When I finally brought it up with Dani over breakfast, she didn’t look surprised. She simply nodded, stirring her coffee. My Agent, also said that it's a good plan.
“It makes sense,” he said. “Players do this all the time, go back to where it started, sharpen one weapon, tune things up. If Wilson Academy is where you feel your serve can reset, then that’s where you’ll go. But you’ll treat it as a partnership. Your team stays intact.”
I exhaled, a small knot in my chest loosening. “So you think it’s the right move?”
“I think it’s your move,” He said gently. “And if you believe that’s where you can find your edge again, then I think Coach Dani will back you.”
Maddie, who had been listening quietly, set her phone down on the table with a decisive nod.
“Then let’s not waste time. I’ll reach out to Amelia Wilson today. We’ll pitch it as a short-term training partnership, just to tune the serve and the nerves. Amelia will understand, especially since the academy’s been doing this with pros lately.”
My agent leaned forward, tapping his phone. “Alright then, let’s map this out properly. The next two weeks before the Asian swing are open, right?”
Dani nodded. “Yes, but if we’re committing to this, she needs at least a solid two to three weeks at Wilson to make it worthwhile. Anything less, and it’s just a cameo.”

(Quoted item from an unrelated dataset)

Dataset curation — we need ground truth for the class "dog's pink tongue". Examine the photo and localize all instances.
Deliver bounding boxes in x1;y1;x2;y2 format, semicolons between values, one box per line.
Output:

Maddie flipped open her planner, scribbling quickly. “So… we could block out three weeks at the academy, pitch it as a special training residency. If it clicks and Liv finds her rhythm again, we’ll regroup for the next tournaments.”
I rubbed the back of my neck, a little overwhelmed but relieved to see it coming together. “Three weeks? You think Amelia will agree to that?”
Maddie glanced up, smiling with quiet certainty. “If it’s you asking? She’ll say yes. And if she knows it’s about sharpening your serve? She’ll probably roll out the red carpet.”
“Alright then,” I said quietly, more to myself than anyone else. “Wilson Academy it is.”